Eine fast heile Welt

Münchner Merkur vom 16.08.2004

Paris - das sind Gaukler und Liebespaare, das sind Tristesse, aber auch die Schönheit der fröstelnden Regen- und Nebeltage. Paris sind die Angler an der Seine und die leichten Mädchen rund um die Pigalle. Paris, das sind Soldaten in der Metro und Künstler an jeder Ecke. Lothar-Günther Buchheims Paris ist eine "allumfassende, gewaltige Stadtpersönlichkeit" mit hundert Facetten. Es ist eine funkelnde Gegenwelt zu den Kriegsfronten. Mit 25 Jahren war er als Soldat zum ersten Mal in Paris, seine Fotografien entstanden während des Krieges und in den 50er-Jahren.

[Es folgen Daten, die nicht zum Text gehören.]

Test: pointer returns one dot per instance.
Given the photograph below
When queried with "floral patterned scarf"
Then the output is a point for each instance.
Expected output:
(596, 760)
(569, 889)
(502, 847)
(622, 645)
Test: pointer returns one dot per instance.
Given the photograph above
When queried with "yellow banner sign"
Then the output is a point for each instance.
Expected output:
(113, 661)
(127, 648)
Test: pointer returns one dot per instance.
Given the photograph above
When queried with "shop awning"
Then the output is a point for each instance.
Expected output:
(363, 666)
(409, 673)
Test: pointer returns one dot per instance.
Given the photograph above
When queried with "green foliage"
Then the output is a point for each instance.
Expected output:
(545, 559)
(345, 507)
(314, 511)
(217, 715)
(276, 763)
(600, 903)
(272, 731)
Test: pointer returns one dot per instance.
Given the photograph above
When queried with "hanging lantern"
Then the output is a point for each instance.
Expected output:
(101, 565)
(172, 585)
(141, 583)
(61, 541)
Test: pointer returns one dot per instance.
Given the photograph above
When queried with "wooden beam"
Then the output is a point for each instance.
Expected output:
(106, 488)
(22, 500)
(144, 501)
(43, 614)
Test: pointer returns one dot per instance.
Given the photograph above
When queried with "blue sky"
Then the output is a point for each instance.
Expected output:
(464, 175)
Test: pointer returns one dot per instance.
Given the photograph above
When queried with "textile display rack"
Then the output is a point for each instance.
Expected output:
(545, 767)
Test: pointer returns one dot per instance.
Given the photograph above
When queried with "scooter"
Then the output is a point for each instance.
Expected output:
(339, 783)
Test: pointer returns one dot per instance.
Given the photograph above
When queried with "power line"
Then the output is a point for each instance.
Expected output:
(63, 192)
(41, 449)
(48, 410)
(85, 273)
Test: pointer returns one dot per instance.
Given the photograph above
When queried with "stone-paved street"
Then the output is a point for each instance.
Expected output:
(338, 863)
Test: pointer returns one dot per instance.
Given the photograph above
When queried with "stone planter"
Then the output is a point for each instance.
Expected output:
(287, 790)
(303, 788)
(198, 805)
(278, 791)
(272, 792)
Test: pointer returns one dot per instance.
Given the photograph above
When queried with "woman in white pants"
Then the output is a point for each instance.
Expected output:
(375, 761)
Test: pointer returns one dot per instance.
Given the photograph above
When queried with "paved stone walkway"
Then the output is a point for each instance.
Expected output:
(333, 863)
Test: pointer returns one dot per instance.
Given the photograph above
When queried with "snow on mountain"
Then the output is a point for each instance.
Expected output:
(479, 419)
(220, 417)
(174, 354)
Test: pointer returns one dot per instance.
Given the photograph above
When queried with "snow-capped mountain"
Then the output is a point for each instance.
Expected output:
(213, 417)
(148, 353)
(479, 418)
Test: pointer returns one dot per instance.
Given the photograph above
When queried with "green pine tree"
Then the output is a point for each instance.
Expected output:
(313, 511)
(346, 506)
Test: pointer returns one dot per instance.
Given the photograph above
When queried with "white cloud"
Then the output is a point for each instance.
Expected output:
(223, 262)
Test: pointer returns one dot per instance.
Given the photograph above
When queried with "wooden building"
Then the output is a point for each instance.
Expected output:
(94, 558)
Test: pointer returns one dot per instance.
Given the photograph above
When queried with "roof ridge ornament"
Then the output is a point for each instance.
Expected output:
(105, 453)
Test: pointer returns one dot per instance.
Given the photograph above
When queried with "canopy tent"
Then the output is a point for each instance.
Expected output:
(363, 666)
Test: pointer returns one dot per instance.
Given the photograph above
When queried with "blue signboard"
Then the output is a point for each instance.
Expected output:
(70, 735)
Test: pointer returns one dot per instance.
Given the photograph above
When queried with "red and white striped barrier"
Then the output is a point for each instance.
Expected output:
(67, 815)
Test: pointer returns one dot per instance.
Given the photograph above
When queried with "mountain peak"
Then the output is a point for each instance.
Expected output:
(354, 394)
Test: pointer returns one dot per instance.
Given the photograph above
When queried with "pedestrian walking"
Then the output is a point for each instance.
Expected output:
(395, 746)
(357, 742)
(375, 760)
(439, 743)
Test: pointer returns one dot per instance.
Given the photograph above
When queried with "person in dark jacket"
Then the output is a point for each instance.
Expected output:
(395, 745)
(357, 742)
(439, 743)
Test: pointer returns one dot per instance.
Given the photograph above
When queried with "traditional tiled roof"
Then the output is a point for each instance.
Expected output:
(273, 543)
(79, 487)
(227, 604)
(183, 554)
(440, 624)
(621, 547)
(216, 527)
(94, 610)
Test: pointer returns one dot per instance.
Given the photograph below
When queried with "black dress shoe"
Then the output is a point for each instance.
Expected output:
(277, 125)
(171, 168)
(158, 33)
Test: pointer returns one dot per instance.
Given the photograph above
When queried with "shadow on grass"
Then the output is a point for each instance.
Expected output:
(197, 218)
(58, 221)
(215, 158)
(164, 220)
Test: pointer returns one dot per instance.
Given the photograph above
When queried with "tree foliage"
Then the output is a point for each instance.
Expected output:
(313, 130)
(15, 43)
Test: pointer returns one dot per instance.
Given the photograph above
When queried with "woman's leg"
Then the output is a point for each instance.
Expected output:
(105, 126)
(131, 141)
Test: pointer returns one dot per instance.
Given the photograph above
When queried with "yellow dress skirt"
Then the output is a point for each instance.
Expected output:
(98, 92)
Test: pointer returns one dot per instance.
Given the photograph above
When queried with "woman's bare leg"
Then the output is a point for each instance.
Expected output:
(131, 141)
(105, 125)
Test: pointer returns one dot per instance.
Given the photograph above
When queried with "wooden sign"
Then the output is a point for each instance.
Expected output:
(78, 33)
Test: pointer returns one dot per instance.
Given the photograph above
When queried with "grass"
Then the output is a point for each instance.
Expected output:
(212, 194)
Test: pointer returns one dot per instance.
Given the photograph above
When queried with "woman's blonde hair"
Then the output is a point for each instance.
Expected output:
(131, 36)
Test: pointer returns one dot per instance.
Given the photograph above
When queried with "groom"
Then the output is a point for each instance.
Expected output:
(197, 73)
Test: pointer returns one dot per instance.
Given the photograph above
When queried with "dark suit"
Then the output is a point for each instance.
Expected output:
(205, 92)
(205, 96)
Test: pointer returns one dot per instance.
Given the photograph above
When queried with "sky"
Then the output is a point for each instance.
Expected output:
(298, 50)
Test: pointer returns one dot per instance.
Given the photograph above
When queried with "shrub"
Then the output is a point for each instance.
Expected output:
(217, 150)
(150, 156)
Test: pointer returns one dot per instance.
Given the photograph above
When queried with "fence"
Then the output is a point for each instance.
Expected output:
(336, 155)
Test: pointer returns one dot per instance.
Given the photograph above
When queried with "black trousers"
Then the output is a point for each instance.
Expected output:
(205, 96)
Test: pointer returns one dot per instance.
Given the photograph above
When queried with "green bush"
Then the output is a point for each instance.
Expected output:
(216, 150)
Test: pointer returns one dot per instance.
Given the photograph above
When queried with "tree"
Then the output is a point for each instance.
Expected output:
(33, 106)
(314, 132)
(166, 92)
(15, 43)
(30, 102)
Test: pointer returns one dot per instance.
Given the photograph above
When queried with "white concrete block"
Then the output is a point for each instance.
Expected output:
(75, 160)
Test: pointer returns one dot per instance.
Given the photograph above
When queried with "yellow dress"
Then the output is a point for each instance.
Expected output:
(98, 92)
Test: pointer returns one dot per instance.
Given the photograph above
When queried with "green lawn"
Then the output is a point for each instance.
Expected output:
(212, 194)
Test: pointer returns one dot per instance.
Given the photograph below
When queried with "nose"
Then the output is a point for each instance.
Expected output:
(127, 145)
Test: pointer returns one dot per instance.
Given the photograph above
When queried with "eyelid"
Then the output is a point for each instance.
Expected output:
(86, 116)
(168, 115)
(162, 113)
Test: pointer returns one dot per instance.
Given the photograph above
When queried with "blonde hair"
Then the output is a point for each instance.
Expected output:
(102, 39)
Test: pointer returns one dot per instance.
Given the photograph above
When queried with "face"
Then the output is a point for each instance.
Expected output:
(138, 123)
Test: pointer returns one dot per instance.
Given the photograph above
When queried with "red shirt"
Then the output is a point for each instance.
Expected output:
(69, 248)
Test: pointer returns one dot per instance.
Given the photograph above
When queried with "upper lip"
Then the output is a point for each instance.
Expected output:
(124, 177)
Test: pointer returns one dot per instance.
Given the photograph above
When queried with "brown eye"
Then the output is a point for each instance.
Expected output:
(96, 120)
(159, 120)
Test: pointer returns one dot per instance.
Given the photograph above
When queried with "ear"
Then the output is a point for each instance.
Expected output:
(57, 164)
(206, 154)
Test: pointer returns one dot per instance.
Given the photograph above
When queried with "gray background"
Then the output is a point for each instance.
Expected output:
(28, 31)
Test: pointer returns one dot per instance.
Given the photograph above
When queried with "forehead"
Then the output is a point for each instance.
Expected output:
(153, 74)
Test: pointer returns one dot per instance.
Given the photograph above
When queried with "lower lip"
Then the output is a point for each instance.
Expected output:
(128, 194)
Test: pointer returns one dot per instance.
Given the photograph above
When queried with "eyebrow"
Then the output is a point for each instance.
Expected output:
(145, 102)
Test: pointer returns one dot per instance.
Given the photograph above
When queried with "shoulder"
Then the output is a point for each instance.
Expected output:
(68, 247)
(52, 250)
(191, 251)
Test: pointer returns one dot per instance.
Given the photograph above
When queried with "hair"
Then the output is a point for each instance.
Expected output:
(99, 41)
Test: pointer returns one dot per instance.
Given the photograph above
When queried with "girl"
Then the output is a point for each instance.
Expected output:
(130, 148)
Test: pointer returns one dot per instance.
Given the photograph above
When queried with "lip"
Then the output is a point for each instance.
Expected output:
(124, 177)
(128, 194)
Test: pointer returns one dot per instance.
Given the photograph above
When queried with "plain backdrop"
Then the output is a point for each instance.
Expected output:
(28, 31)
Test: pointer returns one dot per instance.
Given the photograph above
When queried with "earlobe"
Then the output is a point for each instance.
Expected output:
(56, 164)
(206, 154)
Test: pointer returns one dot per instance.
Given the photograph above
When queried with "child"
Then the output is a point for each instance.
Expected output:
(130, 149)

Buchheim hat nicht nur ein Zeitdokument geschaffen, sondern "Friedensbilder eingeheimst", die ein erstaunliches Nebeneinander von Besatzern und Bevölkerung zeigen. Eine Zeitreise in die stillen Gassen, die belebten Parks und sündigen Vergnügungsviertel kann man jetzt mit knapp hundert neuen Abzügen in seinem Bernrieder Museum der Phantasie antreten. Jahrzehntelang lagen die unentwickelten Filme im Fundus' Buchheims. Erst in den 70er-Jahren machte er sich an den Karton. Nicht die Fotorenaissance veranlasste ihn zum Nachforschen, sondern die Notwendigkeit zum "Nachlass-Ordnen". Buchheim bannte das arme, lebensnahe Paris mit seiner Contax II. Die Luxusquartiere mied er. Er spürte dem Sonntagsvergnügen in den Gärten nach, fand trügerisches Idyll zwischen Parkbänken und Stühlen. Im Tuileriengarten konnte man sich kleine Spielboote ausleihen und dümpeln lassen. In den Gassen spielten die Kinder. An der Seine angelten die Männer. Man lebte in den Tag hinein, arrangierte sich mit den Umständen- und auch mit den Besatzern. Unbehelligt, mehr oder minder integriert konnten sich die deutschen Soldaten in der Stadt bewegen. Buchheim fotografierte seine Kameraden als nach Ausblicken lechzende Touristen in Uniform an den Fernrohren des Eiffelturms und schuf so fast eine Karikatur der Zeit. Er erwischte sie in der Menge, beiläufig. Nur eine Parade, die im Stechschritt vorübereilt, hat er aufgenommen.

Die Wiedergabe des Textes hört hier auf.